Social Security payments are crucial for retirees, being the primary source of income for 69% of retirees, according to the Transamerica Center for Retirement Studies’ most recent report on retirees.
“There’s a high percentage of people in poverty. Getting by on $1,600 to $1,700 just doesn’t go very far,” said Catherine Collinson, president and chief executive officer of nonprofit Transamerica Institute. “It’s a call to action for all of us. The seniors who are just getting by don’t have a tremendous voice. We need to give it more focus so they can live in dignity.”
Retirees have an estimated median of $45,000 in household savings, excluding home equity. Still, many have much less: 21% have savings of less than $50,000, while 16% do not have any savings. About 33% retirees have savings of $100,000 or more, the Transamerica Center for Retirement Studies report found.
Prior to the pandemic, retirees reported an annual household income of $29,000 (estimated median). And 27% reported having an income of less than $25,000, the report found.

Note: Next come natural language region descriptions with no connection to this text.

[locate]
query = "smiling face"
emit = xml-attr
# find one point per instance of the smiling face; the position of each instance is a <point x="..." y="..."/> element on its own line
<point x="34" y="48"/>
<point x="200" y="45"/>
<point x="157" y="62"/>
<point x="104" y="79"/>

Ghilarducci said a better idea than an across the board percentage increase would be paying the same amount – an estimated $144 a month for a retiree on the average monthly benefit, according to the Senior Citizen League forecast – as a flat monthly rate for each retiree.
As a result, a retiree making $900 a month in Social Security would get $144 a month and would benefit a lot more than getting an 8.7% increase. A retiree making $4,000 a month would still get $144 a month.
“It’s more meaningful to the retiree making $900 a month and doesn’t cost the system anymore. It would bring the bottom closer to the middle and help close the gap,” Ghilarducci said.
Still, the large expected COLA hike is an increase that will help, Collinson said.
“The COLA is welcomed news. Inflation is hitting everyone in different ways. Any increase is welcomed,” Collinson said.